The work done by stay-at-home parents is worth €49,000 per year, new study finds

Trine Jensen-Burke

Work done by parents who stay at home worth €49,000

The value of stay-at-home parents’ work is constantly being underestimated.

However, some brand new research from the UK has shed some light on just how much money it would cost to replace the work done by mothers and fathers who stay at home with their children.
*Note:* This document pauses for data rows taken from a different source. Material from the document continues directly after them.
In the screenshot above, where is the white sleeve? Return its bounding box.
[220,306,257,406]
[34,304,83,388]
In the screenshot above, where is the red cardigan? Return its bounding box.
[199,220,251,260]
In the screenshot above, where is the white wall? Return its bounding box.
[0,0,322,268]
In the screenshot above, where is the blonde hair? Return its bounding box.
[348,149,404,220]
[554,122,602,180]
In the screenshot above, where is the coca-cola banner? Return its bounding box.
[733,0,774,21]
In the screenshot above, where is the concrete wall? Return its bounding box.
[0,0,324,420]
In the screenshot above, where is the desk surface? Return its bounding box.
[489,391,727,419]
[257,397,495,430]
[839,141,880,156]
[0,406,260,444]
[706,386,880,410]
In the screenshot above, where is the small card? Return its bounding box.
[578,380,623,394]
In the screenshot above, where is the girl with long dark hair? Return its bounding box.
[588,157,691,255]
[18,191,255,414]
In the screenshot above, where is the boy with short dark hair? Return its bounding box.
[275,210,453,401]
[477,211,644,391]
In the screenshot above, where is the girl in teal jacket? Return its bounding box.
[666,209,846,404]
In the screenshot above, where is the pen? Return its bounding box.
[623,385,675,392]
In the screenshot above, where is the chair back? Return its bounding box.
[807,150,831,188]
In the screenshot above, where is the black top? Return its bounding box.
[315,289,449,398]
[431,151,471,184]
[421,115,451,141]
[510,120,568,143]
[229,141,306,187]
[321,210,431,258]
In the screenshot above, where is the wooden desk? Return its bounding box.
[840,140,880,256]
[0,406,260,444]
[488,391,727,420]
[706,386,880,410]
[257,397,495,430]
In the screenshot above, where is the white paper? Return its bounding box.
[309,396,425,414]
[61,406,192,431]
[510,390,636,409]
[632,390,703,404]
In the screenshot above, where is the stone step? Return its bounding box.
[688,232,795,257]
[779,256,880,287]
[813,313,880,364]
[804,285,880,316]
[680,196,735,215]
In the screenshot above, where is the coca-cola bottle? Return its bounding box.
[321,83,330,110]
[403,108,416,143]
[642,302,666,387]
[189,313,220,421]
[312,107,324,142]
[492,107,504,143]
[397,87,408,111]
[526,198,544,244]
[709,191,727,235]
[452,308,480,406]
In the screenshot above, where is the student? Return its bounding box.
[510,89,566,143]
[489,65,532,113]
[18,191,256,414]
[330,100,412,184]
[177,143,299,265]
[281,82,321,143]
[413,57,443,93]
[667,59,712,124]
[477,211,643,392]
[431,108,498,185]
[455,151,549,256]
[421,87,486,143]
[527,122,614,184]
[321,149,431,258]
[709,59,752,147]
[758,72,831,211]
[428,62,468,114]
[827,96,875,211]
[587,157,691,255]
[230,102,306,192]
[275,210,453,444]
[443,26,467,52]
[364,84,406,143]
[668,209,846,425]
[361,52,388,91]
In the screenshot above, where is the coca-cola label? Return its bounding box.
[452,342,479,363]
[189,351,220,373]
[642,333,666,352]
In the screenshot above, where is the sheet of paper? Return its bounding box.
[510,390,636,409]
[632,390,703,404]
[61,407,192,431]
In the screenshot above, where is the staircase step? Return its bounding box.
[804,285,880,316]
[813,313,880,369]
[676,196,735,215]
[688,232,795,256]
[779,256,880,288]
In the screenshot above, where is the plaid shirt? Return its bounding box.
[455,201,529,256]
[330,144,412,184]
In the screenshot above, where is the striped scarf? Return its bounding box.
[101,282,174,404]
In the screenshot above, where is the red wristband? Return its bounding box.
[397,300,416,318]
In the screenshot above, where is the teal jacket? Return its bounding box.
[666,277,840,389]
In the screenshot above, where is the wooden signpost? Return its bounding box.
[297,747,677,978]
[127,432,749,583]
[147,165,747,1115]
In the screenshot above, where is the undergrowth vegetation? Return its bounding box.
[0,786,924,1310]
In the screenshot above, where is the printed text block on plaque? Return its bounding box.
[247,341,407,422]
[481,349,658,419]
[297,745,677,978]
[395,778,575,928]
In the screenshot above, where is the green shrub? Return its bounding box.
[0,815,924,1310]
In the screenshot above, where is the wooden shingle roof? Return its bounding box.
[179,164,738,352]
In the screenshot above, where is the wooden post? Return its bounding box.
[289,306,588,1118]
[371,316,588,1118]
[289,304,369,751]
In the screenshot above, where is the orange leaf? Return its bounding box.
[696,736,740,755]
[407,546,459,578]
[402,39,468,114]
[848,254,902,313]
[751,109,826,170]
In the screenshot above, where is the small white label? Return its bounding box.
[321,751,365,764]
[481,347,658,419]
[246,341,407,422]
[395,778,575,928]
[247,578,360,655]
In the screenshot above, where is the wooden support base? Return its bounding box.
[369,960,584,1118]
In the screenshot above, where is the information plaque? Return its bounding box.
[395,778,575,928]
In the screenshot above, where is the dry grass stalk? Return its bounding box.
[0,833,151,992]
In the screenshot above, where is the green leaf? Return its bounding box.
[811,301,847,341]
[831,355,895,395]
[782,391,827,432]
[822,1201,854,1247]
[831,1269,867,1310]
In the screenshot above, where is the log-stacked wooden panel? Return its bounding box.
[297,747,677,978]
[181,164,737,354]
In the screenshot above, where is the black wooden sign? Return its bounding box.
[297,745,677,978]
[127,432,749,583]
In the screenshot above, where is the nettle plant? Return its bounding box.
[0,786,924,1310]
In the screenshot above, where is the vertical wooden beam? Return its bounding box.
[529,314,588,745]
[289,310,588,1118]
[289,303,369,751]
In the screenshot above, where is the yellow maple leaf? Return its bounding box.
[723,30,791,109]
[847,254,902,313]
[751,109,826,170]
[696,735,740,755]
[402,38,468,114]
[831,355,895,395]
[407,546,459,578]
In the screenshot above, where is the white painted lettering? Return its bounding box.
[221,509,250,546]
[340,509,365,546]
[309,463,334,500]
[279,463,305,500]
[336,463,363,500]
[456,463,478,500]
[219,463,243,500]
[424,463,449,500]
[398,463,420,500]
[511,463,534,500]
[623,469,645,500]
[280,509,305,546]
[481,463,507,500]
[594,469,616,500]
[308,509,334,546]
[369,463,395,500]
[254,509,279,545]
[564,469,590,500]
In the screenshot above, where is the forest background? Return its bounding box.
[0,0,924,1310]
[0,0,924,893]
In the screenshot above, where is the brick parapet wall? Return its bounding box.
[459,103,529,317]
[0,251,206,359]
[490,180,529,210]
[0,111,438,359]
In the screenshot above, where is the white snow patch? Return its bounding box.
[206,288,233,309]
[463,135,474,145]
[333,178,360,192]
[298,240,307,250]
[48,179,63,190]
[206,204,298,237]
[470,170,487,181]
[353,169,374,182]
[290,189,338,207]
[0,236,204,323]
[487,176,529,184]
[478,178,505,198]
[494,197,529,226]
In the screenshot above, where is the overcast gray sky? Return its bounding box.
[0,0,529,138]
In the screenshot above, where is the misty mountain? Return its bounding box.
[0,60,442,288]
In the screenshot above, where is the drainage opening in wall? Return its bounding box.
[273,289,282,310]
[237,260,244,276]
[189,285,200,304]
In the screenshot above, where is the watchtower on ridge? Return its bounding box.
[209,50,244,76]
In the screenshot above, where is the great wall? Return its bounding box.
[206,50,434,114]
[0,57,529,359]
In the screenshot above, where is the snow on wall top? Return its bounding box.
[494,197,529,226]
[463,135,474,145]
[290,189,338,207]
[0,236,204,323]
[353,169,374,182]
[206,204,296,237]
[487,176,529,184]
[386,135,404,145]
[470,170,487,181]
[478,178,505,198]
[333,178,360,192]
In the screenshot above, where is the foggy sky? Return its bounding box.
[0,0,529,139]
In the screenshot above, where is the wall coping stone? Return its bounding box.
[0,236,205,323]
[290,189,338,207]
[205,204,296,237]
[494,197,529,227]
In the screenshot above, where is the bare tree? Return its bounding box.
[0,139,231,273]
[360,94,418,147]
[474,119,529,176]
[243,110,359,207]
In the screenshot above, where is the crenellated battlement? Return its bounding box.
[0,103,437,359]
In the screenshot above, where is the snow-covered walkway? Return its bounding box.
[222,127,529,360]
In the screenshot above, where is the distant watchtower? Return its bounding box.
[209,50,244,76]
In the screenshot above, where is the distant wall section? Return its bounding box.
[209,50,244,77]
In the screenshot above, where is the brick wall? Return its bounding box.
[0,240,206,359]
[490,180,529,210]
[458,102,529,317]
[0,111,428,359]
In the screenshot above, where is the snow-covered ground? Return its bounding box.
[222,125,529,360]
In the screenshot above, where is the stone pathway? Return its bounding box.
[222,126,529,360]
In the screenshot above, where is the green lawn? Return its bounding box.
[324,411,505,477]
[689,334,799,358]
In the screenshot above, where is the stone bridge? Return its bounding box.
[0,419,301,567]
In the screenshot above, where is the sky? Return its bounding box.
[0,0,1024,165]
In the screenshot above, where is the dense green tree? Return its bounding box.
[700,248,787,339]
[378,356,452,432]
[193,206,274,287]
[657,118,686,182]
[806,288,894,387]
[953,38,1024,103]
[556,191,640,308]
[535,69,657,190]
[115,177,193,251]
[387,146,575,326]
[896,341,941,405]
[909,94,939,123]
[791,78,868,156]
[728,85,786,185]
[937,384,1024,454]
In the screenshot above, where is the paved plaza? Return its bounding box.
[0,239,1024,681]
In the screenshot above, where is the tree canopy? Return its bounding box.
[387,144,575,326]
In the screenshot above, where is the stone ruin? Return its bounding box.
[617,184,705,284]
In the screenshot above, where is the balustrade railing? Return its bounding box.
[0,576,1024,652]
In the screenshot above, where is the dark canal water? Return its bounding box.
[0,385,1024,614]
And that sum, believe it or not, is an estimated €48,904.

Yep, you read that right.

Close to €49.000.

The survey, which was conducted by Royal London, polled 1.000 people, and found that while 42 percent of people have a greater appreciation for the role of stay-at-home parents following the lockdowns, 85 percent grossly underestimated their “monetary value”.

What more, the study revealed that the annual cost to employ someone to do the household jobs done by a stay-at-home parent would be an estimated €48,904. This includes childcare, cooking, cleaning, driving children to activities, gardening, teaching, and DIY.

The biggest wage cost is childcare at €352 a week for 30 hours’ work, at an average hourly cost of €11.74. Taxi driving at an estimated average fare of €21 and 10 trips would cost €210 a week.

Cleaning would cost €84, cooking €157, teaching €60 and handyman or woman jobs €62. Gardening was the cheapest cost at one hour a week for €14.

Interim Head of Proposition at Royal London Karen Gallagher said for people with children in particular, the new Monday to Friday routine has been a whole new world, particularly during the periods when no outside childcare was permitted.

“These people may well have developed a deeper understanding of the range of jobs involved in being a stay-at-home mam or dad,” Gallagher said.

“So it is perhaps unsurprising that more than four in 10 people appreciate the role of the stay-at-home parent to a greater degree. Virtually none of our survey participants think less of the role now.”

An estimated 454,700 people defined their main role as looking after the home or family in the last census. Unsurprisingly, some 98 percent of these were women.

However, the research showed that the number of men in this role had almost doubled in the previous 10 years from 4,900 to 9,200.

Gallagher explained that while 19 percent of women believed the cost of a stay-at-home parent would be more than €40,000, just 12 percent of men and 4 percent of 18 to 24-year-olds felt the same.